Fki Lotfi, Bouaziz Neila, Sahnoun Nahed, Swennen Rony, Drir Noureddine, Panis Bart
Laboratory of Plant Biotechnology, Faculty of Sciences, University of Sfax, Sfax, Tunisia.
Cryo Letters. 2011 Nov-Dec;32(6):451-62.
We describe the development of an efficient cryopreservation protocol for proembryogenic masses (PEMs) of date palm variety 'Barhee'. Proembryos were induced by inoculating small pieces of juvenile leaves on MS medium supplemented with 0.3 mg per liter 2,4-D. Application of these in vitro conditions led to true-to-type plants as observed after plant fructification. When compared to the standard vitrification protocol, the ultra-rapid droplet-vitrification technique proved to be superior. Sucrose preculture considerably increased post-cryopreservation recovery. The highest regeneration after cryogenic exposure reached 63.3 percent when PEMs were treated with PVS2 for 30 min at 0 degree C and 56.7 percent when PVS2 treatment lasted for 15 min at 25 degree C. The first signs of regrowth of cryopreserved PEMs were observed after 2 to 3 weeks. Cryopreservation did not affect the morphogenetic capacities of the plant material. Moreover, highly proliferating suspension cultures could be established from the cryopreserved material. The overall production of somatic embryos from 500 mg cryopreserved PEMs reached 1030 +/- 50 units after 1 month. The morphological study of date palms regenerated from cryopreserved material confirmed the stability of clonal material following cryopreservation.

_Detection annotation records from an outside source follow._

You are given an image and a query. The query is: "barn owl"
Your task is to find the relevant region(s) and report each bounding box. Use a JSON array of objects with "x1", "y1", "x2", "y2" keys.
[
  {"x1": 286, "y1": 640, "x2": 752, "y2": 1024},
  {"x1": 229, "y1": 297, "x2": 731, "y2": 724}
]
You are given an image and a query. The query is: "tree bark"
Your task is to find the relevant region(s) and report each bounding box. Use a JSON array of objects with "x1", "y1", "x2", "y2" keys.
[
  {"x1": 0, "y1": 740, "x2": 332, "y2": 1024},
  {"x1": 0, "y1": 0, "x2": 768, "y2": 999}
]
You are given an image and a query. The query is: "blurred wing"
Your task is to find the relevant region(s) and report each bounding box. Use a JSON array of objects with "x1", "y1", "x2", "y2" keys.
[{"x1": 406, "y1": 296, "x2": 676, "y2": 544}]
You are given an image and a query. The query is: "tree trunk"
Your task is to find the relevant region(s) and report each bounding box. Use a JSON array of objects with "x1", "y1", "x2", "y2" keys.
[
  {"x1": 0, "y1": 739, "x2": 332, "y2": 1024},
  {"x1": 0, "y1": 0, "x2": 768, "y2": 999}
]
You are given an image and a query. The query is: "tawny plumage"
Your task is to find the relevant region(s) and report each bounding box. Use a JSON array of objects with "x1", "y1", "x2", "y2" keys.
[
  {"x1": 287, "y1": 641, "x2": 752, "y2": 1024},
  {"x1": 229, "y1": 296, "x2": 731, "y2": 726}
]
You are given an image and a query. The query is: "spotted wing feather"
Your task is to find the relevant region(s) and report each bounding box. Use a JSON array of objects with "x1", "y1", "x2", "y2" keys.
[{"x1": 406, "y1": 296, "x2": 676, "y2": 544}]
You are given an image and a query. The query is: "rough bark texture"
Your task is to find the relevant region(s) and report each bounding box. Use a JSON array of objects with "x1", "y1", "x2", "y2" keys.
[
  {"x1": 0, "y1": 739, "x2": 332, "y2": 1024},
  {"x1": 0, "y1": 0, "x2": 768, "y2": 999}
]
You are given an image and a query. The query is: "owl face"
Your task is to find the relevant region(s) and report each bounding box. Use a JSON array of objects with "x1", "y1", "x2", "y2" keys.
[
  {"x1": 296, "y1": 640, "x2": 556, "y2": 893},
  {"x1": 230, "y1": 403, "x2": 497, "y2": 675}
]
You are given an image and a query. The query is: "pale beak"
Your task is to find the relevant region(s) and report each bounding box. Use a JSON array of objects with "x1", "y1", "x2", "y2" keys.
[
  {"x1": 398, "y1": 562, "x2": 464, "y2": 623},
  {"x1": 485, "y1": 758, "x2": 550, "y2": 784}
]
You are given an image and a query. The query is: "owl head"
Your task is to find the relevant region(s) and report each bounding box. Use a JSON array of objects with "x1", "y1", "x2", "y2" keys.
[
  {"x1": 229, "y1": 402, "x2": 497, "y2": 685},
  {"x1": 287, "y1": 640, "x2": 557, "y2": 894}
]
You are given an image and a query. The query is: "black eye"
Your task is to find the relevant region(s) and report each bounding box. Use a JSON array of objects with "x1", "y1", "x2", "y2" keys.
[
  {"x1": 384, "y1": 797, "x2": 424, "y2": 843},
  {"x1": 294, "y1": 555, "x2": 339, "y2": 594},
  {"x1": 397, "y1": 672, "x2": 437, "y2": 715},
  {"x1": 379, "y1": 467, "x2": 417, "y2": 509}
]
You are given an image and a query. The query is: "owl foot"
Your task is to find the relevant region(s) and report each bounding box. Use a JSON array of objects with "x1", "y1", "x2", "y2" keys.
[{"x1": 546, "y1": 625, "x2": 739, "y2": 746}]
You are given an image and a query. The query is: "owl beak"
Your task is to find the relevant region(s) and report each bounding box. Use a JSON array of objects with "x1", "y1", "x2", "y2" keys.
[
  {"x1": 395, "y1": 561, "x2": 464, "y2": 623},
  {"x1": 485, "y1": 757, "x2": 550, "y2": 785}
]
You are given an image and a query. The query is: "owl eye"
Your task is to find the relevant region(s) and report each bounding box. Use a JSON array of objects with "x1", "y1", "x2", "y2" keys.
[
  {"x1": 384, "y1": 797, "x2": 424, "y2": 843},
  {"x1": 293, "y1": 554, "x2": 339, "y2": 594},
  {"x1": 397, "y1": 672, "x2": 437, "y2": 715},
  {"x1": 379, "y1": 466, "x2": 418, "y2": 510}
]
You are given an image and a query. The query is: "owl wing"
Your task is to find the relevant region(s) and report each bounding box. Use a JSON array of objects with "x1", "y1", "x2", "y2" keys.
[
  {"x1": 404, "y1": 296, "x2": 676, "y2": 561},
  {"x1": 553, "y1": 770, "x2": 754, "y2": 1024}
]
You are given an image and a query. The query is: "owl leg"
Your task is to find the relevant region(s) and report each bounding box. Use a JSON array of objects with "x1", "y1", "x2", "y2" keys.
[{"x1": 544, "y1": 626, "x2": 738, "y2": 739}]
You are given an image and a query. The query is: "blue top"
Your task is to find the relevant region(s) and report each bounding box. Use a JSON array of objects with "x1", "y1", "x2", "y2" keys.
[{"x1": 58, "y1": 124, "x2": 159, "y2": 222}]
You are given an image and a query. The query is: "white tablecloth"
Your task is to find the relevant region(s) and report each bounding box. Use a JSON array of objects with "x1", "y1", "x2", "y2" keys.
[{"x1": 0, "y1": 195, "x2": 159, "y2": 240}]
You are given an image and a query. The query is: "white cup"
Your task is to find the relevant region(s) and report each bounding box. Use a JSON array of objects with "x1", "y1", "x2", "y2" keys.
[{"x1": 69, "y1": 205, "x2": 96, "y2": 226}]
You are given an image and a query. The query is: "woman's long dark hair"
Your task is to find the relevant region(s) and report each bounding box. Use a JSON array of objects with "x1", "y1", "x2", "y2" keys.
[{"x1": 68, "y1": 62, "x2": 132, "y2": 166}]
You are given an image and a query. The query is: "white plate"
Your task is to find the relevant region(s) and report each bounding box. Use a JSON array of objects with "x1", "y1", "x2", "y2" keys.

我们描述了一种针对枣椰树品种‘Barhee’的胚性愈伤组织(PEMs)的高效冷冻保存方案的开发。通过将幼嫩叶片小块接种在添加了每升0.3毫克2,4 - D的MS培养基上诱导产生原胚。如在植株结果后所观察到的,这些体外培养条件能产生与母本一致的植株(即“真实类型”植株)。与标准玻璃化方案相比,超快速滴液玻璃化技术被证明更具优势。蔗糖预培养显著提高了冷冻保存后的恢复率。当胚性愈伤组织在0℃下用PVS2处理30分钟时,冷冻处理后的最高再生率达到63.3%;当在25℃下用PVS2处理15分钟时,再生率为56.7%。冷冻保存的胚性愈伤组织在2至3周后出现了再生的最初迹象。冷冻保存并未影响植物材料的形态发生能力。此外,从冷冻保存的材料中可以建立高度增殖的悬浮培养物。1个月后,500毫克冷冻保存的胚性愈伤组织产生的体细胞胚总数达到1030±50个单位。对从冷冻保存材料再生的枣椰树进行的形态学研究证实了冷冻保存后克隆材料的稳定性。